TELEVISION’S golden age doesn’t have to be ground-breaking. Forget critical analysis, these are the shows to watch like your skull hasn’t formed yet:
Learn the colours of the rainbow slack-jawed and drooling in front of a costume drama. Pretty purple dress. Sweet yellow flowers. Nice green countryside. Lovely 15-minute-long nude bedroom scene.

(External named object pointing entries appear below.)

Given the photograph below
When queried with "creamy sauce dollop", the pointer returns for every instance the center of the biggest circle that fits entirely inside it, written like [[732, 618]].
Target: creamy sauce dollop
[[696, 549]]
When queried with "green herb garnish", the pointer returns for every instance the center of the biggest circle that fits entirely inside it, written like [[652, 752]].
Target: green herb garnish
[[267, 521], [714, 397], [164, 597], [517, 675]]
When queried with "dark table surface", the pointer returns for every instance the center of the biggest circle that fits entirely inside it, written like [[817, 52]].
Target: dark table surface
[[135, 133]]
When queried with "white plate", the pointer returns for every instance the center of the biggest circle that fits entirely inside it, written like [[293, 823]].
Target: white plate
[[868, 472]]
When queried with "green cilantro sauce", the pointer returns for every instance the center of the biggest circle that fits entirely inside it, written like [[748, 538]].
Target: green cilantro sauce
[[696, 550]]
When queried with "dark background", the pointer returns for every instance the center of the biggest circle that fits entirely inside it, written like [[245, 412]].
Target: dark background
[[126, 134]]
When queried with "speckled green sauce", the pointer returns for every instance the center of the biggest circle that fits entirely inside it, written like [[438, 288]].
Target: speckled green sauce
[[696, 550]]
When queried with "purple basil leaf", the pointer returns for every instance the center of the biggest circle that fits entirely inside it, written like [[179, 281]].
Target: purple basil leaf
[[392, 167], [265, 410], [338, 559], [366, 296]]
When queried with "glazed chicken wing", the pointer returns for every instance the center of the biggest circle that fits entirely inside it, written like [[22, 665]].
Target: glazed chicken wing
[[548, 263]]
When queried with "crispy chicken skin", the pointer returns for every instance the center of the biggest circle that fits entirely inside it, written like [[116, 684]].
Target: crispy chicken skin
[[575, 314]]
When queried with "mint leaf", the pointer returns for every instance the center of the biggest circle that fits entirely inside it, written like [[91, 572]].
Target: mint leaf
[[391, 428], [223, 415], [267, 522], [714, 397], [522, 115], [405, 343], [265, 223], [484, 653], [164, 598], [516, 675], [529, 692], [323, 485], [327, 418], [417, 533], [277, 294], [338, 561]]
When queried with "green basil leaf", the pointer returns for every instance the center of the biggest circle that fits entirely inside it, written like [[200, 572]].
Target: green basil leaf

Married At First Sight Australia
If listening to white noise can help babies sleep, then being bathed in the sound of the Australian version of this morally depraved reality show is perfect for relaxing the adult brain. Listening to people saying ‘I came here to find love’ 40 times an hour is basically meditation.
Line of Duty
Stop lying, you’ve never known for one second what was going on any time you’ve been plonked in front of a Jed Mercurio show. Enjoying a man saying silly words in a silly accent then getting excited when the music gets all loud is basically the same as watching Sesame Street.
The Masked Singer
No explanation needed for this one, as The Masked Singer is pretty much designed for babies. It has funny costumes, loud music, and an unveiling every episode that’s a high-concept version of peekaboo. You’re basically watching Teletubbies, except with more Rita Ora.
The latest Attenborough
People say Attenborough documentaries are educational, but you haven’t retained one fact from the hundreds of hours you’ve watched. You’ve been too busy being distracted by the fluffy baby penguins or the funny little lizards like the oddly tall toddler you are.
This is a programme about watching shiny little disks fall down, and seeing if that will make others fall down, during the daytime on a weekday. And that’s before you get to the trivia, aimed at an audience with a mental age of two. Perfect for drooling adult infants like you.